As Emory welcomes visiting delegations from Nanjing University and Jiangsu Province in China this week, the Halle Institute for Global Learning and the Confucius Institute in Atlanta will host several public events in celebration of the Emory-Nanjing partnership.
Pulitzer Prize-winning cartoonist Mike Luckovich will speak and cartoon about the U.S. presidential election over dinner on Thursday, Nov. 8. The event will be held at the Emory Conference Center Hotel, and tickets are $45. Signed prints of Luckovich's cartoons will be available to order, and proceeds will support the Emory-Nanjing partnership. Buy tickets.
Emory hopes to grow the university's partnership with Nanjing and—along with Atlanta businesses and officials—to strengthen U.S.-China relations, according to Holli Semetko, vice provost for international affairs and director of the Halle Institute.
"We are delighted to host our colleagues from China, especially now at the end of an intense campaign that reached new heights in negativity," Semetko says. "Mike Luckovich's cartooning keynote will bring smiles all around."
An editorial cartoonist with the Atlanta Journal-Constitution since 1989, Luckovich is the most nationally reprinted cartoonist in the United States. His work appears regularly in TIME, Newsweek, the Washington Post, and The New York Times.
Also on Nov. 8, Emory faculty will join 11 professors from Nanjing for a conference on "cultural politics in the visual." The conference, which is open to the public, will take place in Cox Hall from 8:45 a.m. to 5:45 p.m. on Thursday, Nov. 8 and will move to the Michael C. Carlos Museum from 9:15 a.m. to 11 a.m. on Friday, Nov. 9. The event is co-sponsored by the Halle Institute, Nanjing University, Emory's Confucius Institute in Atlanta, the Center for Faculty Development and Excellence, and the Department of Russian and East Asian Languages and Cultures.

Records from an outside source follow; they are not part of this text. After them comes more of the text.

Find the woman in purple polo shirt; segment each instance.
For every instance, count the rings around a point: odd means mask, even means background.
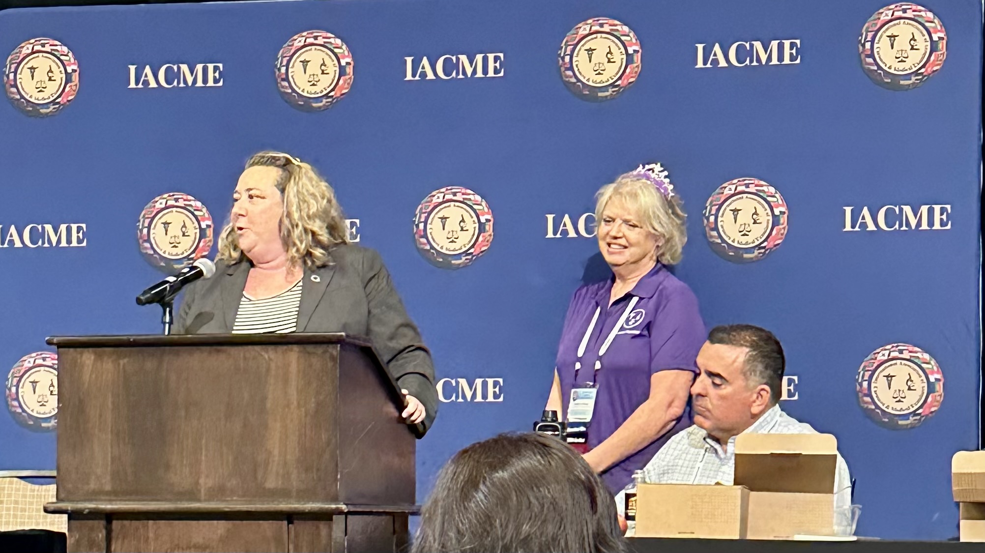
[[[603,186],[595,208],[607,281],[575,291],[547,408],[587,426],[585,460],[615,494],[690,424],[705,331],[697,299],[667,270],[687,242],[680,197],[659,164]]]

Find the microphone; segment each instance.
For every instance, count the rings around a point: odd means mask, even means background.
[[[191,266],[185,267],[180,273],[174,276],[169,276],[141,292],[140,296],[137,296],[137,305],[146,306],[148,304],[166,303],[170,301],[175,294],[180,292],[186,284],[195,282],[200,278],[209,278],[215,273],[215,263],[205,257],[196,259]]]

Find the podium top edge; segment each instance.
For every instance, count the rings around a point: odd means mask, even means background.
[[[349,344],[372,347],[368,338],[345,332],[289,332],[285,334],[135,334],[127,336],[50,336],[45,343],[63,348],[132,348],[154,346],[277,346]]]

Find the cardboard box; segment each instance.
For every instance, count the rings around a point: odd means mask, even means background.
[[[985,451],[957,451],[951,458],[954,501],[985,503]]]
[[[735,485],[750,489],[750,539],[834,534],[837,440],[829,434],[741,434]]]
[[[960,540],[985,541],[985,503],[961,503]]]
[[[636,537],[746,537],[749,489],[743,486],[640,484]]]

The Nanjing delegation will also meet senior executives at CNN, Coca-Cola, the Federal Reserve Bank of Atlanta, and The Carter Center China Program in post-conference cultural workshops.
On Wednesday, Nov. 7, students from four universities in Georgia—Emory, Georgia Tech, Georgia State University, and Spelman College—participated in a Chinese speech contest in Emory's Performing Arts Studio. Sponsored by the Jiangsu International Cultural Exchange Center, the Confucius Institute and Nanjing University, judges from the local community and Atlanta-area institutions presided over the contest.
Now in its fourth year, the Emory-Nanjing Visiting Scholars Program engages faculty in the humanities and social sciences with their counterparts to promote research, teaching, and learning on both campuses. Based in the Halle Institute at Emory and the Institute for Advanced Studies in the Humanities and Social Sciences at Nanjing University, the program sponsors joint conferences, research, scholarly exchanges, and study trips abroad that have involved dozens of faculty, students and staff from Emory and Nanjing.
The partnership also supports the Confucius Institute in Atlanta, which offers a broad range of courses and programs on Chinese language and culture for students, educators, businesses, and the wider Atlanta community.